To date, five universities have struck deals with Trump after he threatened to withhold billions in federal funding. They include Columbia University, where a pro-Palestine encampment and resulting police crackdown drew international attention.

Columbia eventually reached a $200m settlement with the Trump administration and moved to make several policy changes it said were aimed at combatting anti-Semitism.

Rights groups have condemned such policies as conflating pro-Palestine advocacy with anti-Jewish sentiment. They also warn that Trump’s actions risk dampening free speech, a protected right under the First Amendment of the US Constitution.

All told, nearly 80 of the students who took part in Columbia’s protests faced serious academic discipline, including expulsions, suspensions, and degree revocations, as of July 2025.

Meanwhile, the Trump administration used immigration enforcement to target pro-Palestine protesters and advocates, including scholars like Rumeysa Ozturk, Mohsen Mahdawi, Badar Khan Suri and Mahmoud Khalil.

To date, the deportation proceedings against Ozturk, who was in the US on a student visa, and Mahdawi, a US permanent resident detained at his citizenship hearing, have been abandoned.

Ozturk has since voluntarily returned to her native Turkiye after completing her doctoral studies at Tufts University.

The government is still proceeding with deportation efforts against Khan Suri, a Georgetown University researcher, and Mahmoud Khalil, a Columbia University graduate and permanent US resident.

Separately, the Federal Bureau of Investigation (FBI) raided five homes connected to pro-Palestine activists at the University of Michigan in April 2025, sparking outrage. Federal authorities seized properties, but no arrests were made.

Despite the restrictive climate across the country, Palestine Legal hailed a string of legal victories in 2025 that upheld the right to pro-Palestinian protest.

Last August, for instance, a federal court dismissed a complaint that sought to penalise UNRWA USA, a non-profit that supports the United Nations Relief and Works Agency for Palestine Refugees (UNRWA), under the Antiterrorism Act of 1990.

A separate lawsuit launched by Palestine Legal and the Council on American-Islamic Relations (CAIR) charged that the University of Maryland had tread on the free speech rights of students by banning Students for Justice in Palestine (UMD SJP). That case resulted in a $100,000 settlement.

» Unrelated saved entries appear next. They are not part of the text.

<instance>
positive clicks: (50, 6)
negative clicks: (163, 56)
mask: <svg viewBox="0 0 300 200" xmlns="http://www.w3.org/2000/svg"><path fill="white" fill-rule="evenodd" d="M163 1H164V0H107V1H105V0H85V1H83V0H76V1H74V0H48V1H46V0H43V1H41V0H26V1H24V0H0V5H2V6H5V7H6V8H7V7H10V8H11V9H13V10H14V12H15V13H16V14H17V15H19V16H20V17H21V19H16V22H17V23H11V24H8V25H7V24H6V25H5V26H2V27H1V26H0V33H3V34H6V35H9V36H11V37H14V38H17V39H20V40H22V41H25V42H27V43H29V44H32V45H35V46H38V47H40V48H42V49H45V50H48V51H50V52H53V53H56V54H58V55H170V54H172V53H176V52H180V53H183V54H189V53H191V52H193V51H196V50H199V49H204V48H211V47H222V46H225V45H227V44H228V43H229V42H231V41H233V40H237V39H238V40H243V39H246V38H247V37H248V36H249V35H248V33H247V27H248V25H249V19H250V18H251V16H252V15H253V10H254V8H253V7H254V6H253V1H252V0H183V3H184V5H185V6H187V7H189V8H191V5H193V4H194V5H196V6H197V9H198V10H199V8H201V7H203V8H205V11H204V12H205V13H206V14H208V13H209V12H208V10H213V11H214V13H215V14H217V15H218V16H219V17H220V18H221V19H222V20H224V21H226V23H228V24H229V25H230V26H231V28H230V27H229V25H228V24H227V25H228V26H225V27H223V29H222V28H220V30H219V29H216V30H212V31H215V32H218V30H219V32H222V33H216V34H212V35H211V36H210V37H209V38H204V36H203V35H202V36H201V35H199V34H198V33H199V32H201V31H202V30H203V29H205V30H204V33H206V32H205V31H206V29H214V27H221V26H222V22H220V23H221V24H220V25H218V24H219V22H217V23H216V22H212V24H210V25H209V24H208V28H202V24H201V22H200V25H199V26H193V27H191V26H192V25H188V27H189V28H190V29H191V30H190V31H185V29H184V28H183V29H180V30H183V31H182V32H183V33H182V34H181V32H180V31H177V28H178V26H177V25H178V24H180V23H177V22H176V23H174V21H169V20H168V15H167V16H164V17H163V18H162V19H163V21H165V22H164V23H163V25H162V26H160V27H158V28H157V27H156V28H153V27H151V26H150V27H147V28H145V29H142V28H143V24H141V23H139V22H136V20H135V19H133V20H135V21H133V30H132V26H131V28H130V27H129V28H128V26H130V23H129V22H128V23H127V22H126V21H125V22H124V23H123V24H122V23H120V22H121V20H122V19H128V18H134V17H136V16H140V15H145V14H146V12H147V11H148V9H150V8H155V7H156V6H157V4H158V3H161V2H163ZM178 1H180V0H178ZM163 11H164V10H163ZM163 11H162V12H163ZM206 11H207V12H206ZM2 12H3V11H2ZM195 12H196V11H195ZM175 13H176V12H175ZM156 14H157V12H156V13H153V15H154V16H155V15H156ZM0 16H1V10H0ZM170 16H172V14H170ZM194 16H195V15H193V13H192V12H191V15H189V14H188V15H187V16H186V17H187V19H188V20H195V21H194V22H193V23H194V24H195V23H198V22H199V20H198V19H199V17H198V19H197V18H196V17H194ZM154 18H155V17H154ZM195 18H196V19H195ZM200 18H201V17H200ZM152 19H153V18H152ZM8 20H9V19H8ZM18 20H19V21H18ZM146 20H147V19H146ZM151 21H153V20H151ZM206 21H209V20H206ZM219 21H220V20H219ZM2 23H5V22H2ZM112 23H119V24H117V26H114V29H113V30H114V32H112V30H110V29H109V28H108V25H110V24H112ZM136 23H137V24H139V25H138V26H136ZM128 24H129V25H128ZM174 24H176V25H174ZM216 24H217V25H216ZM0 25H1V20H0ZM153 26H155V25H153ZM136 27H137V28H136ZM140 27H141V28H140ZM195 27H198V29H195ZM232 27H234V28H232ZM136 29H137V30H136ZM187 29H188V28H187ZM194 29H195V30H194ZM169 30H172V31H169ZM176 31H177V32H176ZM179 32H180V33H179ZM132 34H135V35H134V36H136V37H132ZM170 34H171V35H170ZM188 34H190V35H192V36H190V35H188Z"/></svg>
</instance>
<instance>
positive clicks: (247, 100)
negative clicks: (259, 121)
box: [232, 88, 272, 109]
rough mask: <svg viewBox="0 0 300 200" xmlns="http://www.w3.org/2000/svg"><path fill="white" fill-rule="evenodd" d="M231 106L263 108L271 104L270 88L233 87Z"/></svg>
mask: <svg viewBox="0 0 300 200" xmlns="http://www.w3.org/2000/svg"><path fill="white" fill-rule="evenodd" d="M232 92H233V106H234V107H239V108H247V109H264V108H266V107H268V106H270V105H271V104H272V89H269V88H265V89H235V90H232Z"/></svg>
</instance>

Meanwhile, federal judges have sided with Harvard University and the University of California, Los Angeles (UCLA), in their challenges to the Trump administration’s defunding efforts.

“The fights that Palestine Legal and our partners have waged affirm that the Trump administration, universities, and Israel advocacy groups cannot, without consequence, run roughshod over growing demands to respect and protect Palestinian rights,” Palestine Legal said at the conclusion of its report.

“The developments throughout 2025 made crystal clear that if we allow our right to stand for Palestinian freedom to be trampled, all of our fundamental rights will be in jeopardy in the face of an authoritarian slide.”